What is Mentored Research?
Mentored Research allows students to make original, research-based discoveries under the supervision of a faculty member. This hands-on experience requires independent thinking, effective time management, and hard work. Outcomes of a successful PDBio 295R/495R research experience includes the mastery of new techniques, generation of original discoveries, production of formal scientific papers, scientific presentations, and a network of student and faculty colleagues.
Students registered for PDBio 295R or 495R are required to:
· Complete the required safety training
· Report hours weekly, at least 3-4 hours of work per week for each credit hour.
· Complete a written report, grant, or present work at a scientific meeting.
Finding a Lab
Research professors who are conducting research in a topic or area that interests you. Read journal articles and publications from that lab and familiarize yourself with their work. Professors appreciate sincere interest rather than students who only want to get into their lab just to strengthen their resume or professional school application. Contact the professor(s) in person or by email. Seek them early in your academic career. Faculty members can only effectively mentor a limited number of students so there may be a wait list.

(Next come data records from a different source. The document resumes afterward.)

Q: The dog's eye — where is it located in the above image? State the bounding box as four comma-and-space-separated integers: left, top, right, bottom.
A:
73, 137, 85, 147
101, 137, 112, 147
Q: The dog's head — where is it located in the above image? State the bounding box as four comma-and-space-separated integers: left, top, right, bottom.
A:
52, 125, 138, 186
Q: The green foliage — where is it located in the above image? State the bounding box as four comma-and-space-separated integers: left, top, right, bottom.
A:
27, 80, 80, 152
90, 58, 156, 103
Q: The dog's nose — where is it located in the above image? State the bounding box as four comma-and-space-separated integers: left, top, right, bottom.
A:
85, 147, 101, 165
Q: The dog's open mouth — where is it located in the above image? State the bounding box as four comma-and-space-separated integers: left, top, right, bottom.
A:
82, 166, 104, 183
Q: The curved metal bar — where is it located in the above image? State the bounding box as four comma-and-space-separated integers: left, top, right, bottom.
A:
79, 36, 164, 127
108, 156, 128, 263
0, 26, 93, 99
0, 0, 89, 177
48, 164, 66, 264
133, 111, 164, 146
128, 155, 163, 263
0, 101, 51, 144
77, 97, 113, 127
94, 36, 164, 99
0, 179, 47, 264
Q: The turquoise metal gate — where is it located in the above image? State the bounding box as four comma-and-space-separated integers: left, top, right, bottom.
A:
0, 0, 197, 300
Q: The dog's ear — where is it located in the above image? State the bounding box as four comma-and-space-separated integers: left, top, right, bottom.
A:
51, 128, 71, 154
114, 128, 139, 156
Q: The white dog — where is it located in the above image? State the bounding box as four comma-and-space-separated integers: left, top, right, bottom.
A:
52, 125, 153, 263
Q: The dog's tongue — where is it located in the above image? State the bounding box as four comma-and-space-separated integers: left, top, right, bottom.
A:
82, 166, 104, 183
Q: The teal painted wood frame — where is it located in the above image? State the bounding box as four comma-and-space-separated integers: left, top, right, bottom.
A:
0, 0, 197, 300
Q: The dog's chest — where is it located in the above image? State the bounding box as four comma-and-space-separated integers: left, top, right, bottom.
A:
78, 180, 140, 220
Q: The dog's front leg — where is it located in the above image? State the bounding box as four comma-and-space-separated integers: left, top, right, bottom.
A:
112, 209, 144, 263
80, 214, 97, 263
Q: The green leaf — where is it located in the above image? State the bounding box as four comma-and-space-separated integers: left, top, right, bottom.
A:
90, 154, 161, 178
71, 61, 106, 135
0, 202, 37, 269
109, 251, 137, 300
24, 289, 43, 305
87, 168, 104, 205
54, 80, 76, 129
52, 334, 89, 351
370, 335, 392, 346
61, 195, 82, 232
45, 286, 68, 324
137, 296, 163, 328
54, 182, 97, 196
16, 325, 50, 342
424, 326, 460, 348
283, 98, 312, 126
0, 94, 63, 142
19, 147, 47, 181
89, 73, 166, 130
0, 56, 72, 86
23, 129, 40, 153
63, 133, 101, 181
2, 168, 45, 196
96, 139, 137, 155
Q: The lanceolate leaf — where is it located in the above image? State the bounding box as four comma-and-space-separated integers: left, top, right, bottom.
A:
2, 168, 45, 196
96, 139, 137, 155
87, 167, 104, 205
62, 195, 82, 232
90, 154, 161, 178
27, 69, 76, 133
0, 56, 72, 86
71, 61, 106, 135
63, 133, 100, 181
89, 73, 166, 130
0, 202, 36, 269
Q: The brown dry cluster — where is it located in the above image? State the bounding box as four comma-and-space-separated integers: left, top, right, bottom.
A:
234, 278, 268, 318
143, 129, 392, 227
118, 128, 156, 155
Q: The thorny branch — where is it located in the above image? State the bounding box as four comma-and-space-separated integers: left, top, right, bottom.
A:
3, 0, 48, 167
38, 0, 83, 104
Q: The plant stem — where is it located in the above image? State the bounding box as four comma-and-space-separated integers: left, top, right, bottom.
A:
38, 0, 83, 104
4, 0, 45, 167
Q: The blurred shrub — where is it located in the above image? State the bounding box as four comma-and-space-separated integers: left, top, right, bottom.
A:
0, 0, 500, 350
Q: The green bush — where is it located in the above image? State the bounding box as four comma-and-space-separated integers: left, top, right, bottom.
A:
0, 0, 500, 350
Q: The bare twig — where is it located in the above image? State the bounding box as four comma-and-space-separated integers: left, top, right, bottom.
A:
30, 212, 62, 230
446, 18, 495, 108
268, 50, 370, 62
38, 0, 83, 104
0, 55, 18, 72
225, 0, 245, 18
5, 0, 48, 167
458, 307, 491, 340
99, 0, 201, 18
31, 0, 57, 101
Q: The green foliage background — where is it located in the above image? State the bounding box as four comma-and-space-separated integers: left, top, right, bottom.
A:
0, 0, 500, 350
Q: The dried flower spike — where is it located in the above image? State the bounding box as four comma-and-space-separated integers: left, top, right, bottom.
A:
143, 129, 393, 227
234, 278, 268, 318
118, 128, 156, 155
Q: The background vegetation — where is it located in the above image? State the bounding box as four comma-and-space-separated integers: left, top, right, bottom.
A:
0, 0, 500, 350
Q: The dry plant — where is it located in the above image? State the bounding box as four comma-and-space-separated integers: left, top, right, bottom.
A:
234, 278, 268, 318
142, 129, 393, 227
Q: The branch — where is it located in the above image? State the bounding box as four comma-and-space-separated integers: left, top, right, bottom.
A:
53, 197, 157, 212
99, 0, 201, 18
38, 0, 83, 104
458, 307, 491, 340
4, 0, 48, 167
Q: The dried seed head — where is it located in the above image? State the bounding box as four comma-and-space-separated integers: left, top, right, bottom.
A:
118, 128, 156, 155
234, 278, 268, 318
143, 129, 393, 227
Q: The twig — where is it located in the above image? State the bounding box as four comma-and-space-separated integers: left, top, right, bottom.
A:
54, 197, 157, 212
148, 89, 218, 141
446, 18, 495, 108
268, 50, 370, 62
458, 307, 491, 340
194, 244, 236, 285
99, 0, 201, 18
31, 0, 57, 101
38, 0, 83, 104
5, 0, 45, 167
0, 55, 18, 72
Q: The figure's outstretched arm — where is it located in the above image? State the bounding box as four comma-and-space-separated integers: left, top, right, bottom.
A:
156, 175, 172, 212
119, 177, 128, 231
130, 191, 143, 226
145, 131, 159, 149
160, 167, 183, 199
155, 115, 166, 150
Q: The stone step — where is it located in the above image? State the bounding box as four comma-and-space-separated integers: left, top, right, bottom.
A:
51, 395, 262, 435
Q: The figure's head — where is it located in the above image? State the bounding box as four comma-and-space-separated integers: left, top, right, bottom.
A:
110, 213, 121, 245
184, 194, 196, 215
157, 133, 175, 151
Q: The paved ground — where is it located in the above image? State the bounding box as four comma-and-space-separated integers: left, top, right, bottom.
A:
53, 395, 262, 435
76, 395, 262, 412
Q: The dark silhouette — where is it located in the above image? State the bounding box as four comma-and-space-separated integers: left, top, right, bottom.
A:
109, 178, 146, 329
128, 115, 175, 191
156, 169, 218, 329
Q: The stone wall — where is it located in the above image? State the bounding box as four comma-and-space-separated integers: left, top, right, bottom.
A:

Upon finding a spot in a lab, work hard and demonstrate that you are there to contribute. Working in a lab is different than taking a class, you need to treat it like a job and take responsibility to move your project forward. This will require you to work hard, be dependable, learn the lab techniques, find and read papers relevant to your project, and to be a problem solver. If you become an expert and are productive on your project, your experience will be rewarding for you now and in the future. You’ll also want to present your research at a scientific conference and/or publish an article.